Deelt de regering niet de vrees dat hoe dan ook door de invoering van de mogelijkheid voor het college/de burgemeester om een collega die een medische verklaring van overspannenheid bezit even «buiten de wind te zetten» en diens werk voor een aantal maanden op te dragen aan een nieuwe door de raad te benoemen wethouder de facto de sanctionering van de politieke verantwoordelijkheid op tijd stelt en aldus relativeert?

De leden van de vaste commissie voor Binnenlandse Zaken en de Hoge Colleges van Staat/Algemene Zaken en Huis der Koningin zien de beantwoording van de hierboven gestelde vragen met bijzondere belangstelling tegemoet.

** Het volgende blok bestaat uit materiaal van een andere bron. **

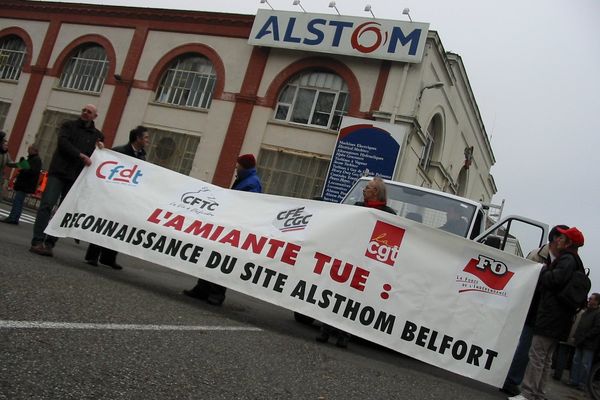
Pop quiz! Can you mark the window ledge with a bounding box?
[148,101,210,114]
[53,86,102,97]
[268,118,338,135]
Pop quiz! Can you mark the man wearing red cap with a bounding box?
[183,154,262,306]
[509,227,585,400]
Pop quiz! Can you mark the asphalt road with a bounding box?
[0,203,582,400]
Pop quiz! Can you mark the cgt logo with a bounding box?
[273,206,312,232]
[96,161,143,185]
[365,221,405,266]
[463,255,514,290]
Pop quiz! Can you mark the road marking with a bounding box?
[0,209,35,224]
[0,320,262,332]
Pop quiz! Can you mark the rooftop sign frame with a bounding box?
[248,10,429,63]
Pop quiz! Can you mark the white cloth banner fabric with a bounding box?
[46,150,541,386]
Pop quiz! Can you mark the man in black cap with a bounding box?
[29,104,104,257]
[183,154,262,306]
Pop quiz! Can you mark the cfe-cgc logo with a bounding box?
[170,186,219,216]
[365,221,405,266]
[456,255,514,296]
[273,206,312,232]
[96,161,143,185]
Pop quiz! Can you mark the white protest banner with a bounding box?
[46,150,540,386]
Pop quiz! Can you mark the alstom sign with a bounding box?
[248,10,429,63]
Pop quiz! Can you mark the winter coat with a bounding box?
[573,308,600,350]
[14,154,42,193]
[231,168,262,193]
[533,250,583,341]
[525,243,551,326]
[48,119,104,181]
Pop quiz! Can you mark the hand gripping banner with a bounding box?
[46,150,541,386]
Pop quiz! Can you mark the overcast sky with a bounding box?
[39,0,600,291]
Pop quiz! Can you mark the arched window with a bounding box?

Bij ontvangst van de nota naar aanleiding van het verslag vóór 21 juni 2011, acht de commissie het wetsvoorstel gereed voor plenaire behandeling op 28 juni 2011.

De voorzitter van de vaste commissie voor Binnenlandse Zaken en de Hoge Colleges van Staat/Algemene Zaken en Huis der Koningin,

Huijbregts-Schiedon

De waarnemend griffier van de vaste commissie voor Binnenlandse Zaken en de Hoge Colleges van Staat/Algemene Zaken en Huis der Koningin,

Bergman


X Noot
1

Samenstelling:

Holdijk (SGP), Bemelmans-Videc (CDA), Dölle (CDA), Meindertsma (PvdA), Eigeman (PvdA), Putters (PvdA), vicevoorzitter, Kox (SP), Ten Hoeve (OSF), Westerveld (PvdA), Engels (D66), Van Bijsterveld (CDA), Hendrikx (CDA), De Vries-Leggedoor (CDA), Duthler (VVD), Huijbregts-Schiedon (VVD), voorzitter, Van Kappen (VVD), Schaap (VVD), K.G. de Vries (PvdA), Ten Horn (SP), Quik-Schuijt (SP), Vliegenthart (SP), De Boer (CU), Lagerwerf-Vergunst (CU), Böhler (GroenLinks), Laurier (GL), Koffeman (PvdD), Yildirim (Fractie-Yildirim) en Knip (VVD).